Growing worries
It's always when I wake up a little earlier like this that I start thinking about everything and anything. It feels a bit strange, most of the time. Right now I do have a lot of things that I worry about and it does bring my mood down a bit when all of it enters my head at the same time. As stupid as it may sound, most of these things are relatively small, but small tings put together can create large problems. In the end at least. So this will be a bit of a venting entry, I suppose. And if you're not up for reading my ranting for a while, I'll actually advice you to stop reading right here, thank you.
There's been a few new, unexpected events that have made things a bit more complicated here than I'd like them to be. First one being that my roommate's health has become poor and she has to go back to Sweden for proper health care. We've known each other for ten years, so of course I worry a lot about her condition and how things will turn out. Sure we've fixed things with our landlord and I have a new roommate who's coming here soon ( i know her too since before ) but it still feels strange. And if anything I suppose I shouldn't complain because if anyone's going through a hard time, it's her not me. And I feel so stupid for even mentioning it most of the time. But I do worry about how things will be when she's not here, mostly because I don't really trust myself with taking care of things without asking for advice first. But I guess I'll have to man up and get my self together and do the best I can.

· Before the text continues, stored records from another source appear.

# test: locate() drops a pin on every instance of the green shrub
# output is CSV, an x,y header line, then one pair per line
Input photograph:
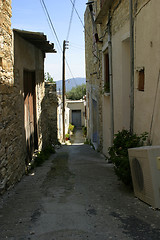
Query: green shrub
x,y
118,153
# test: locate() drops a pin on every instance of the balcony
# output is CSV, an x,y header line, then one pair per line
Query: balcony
x,y
104,7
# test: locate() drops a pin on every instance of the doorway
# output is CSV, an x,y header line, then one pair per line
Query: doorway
x,y
30,123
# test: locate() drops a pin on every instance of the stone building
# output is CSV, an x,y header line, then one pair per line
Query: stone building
x,y
22,98
122,68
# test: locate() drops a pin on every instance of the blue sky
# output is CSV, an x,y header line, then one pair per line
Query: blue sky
x,y
29,15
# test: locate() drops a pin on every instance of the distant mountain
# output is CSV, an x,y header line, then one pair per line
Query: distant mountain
x,y
70,83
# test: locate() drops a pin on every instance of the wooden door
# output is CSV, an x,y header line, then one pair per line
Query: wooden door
x,y
30,112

After this we have more recent events. I worry about a close friend of mine. This has to do with emotional involvement and I won't go into details, for her sake and my own. But out circumstances have grown a bit complicated I suppose, and I hope things won't be ruined. She means the world to me, even if she lives on the other side of the globe, she really does. We've known each other for almost two years now and we usually speak frequently. ( Mostly through text messages but also skype. ) And now when thigns are like this we don't speak at all, because of course I accepted and uderstood her need for space when she explained her reasons. It just hurts a bit, to know somethig so stupid as me babbling might have ruined a friendship that I treasure so much. It makes me feel hideous, for not niticing the way she felt before she had to say it to me. And it honestly makes me want to cry from time to time. It's like this stupidly heavy lump of emotions, settled in my stomach and moving up towards my throat. I really don't know what to do about it. I will have to wait and see, hope she talks to me again. I just worry that she won't. I don't want to pressure her at all, so I leave it up to her for now. No matter how much I apologize I suppose I can't change things, even though she says it's not my fault.

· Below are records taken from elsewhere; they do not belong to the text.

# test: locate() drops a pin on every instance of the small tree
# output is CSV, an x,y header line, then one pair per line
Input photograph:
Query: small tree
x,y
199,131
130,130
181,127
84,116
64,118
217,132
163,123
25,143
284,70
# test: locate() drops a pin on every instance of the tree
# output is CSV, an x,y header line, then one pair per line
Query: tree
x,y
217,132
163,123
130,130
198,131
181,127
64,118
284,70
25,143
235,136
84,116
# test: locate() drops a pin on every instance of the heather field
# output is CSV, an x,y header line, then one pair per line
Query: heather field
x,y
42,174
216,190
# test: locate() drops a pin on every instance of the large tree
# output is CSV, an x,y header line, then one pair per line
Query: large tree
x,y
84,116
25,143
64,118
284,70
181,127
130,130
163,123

Then I have worries about my own stupid emotional involvement, something that's related to the previous problem. I don't want to say much, I never know who might read this, but it's getting to me, slowly. Because I don't know if what I feel is even acceptable by the counter part. If there's even the slightest spark or if I'm just imagining things. It's a bit difficult to handle for me, because it's such a new thing. I rarely do these things, I rarely start to feel something I consider to be realer than most other things and I guess I should slow down, hold my horses and observe things a bit more closely. Because right now I jsut feel so fucking stupid. I do things I shouldn't do, and I have no idea why. I don't feel as if it's wrong when it actually happens but when I have time to think all that happiness I felt in that particular moment turn into worry and the lump in my stomach grows larger and it makes me nauseous. Why does something that's supposed to be fun and amazing and beautiful have to turn so ugly? I really wish I had a answer to that.

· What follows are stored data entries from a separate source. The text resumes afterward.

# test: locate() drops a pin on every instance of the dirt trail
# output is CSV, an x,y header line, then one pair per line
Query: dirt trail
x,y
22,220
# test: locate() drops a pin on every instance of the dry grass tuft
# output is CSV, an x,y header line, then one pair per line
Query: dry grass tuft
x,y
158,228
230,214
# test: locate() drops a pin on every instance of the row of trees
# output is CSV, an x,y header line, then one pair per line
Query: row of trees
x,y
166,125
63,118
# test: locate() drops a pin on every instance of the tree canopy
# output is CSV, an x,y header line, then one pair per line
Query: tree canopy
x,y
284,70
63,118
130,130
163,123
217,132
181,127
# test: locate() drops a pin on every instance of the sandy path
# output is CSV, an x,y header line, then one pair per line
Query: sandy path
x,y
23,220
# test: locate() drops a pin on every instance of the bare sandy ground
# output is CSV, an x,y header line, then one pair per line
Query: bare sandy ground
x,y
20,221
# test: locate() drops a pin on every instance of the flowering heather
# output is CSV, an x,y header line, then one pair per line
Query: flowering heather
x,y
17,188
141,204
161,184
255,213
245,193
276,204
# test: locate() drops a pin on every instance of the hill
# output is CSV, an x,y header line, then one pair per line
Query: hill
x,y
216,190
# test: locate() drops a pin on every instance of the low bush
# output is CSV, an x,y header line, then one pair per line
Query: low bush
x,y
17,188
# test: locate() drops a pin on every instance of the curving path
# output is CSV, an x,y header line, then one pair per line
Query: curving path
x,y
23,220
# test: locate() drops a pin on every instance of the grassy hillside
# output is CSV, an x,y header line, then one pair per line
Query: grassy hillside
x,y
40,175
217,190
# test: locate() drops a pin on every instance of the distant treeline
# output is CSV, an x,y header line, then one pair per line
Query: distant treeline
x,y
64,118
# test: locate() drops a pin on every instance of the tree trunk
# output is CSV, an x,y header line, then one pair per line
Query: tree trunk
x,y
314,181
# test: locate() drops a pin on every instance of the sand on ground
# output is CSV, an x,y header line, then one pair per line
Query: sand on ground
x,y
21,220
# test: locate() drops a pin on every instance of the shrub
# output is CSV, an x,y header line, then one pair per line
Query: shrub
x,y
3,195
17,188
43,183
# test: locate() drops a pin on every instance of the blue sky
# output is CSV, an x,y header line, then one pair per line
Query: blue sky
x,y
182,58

I apologize for this entry, I apologize to you who've read it because it's not fun and cheery like I want it to be but I can't hold this in anymore. There's so much more than this, but sharing all of it will make this entry too long. (and robably too annoyingly hurtful for me to write) So I'll end it here, speaking of the main problems that I have. I apologize for and typos as well, because I won't do spell check on this, re-reading it will make me hesitate in posting.
Thank you for your time, and patience.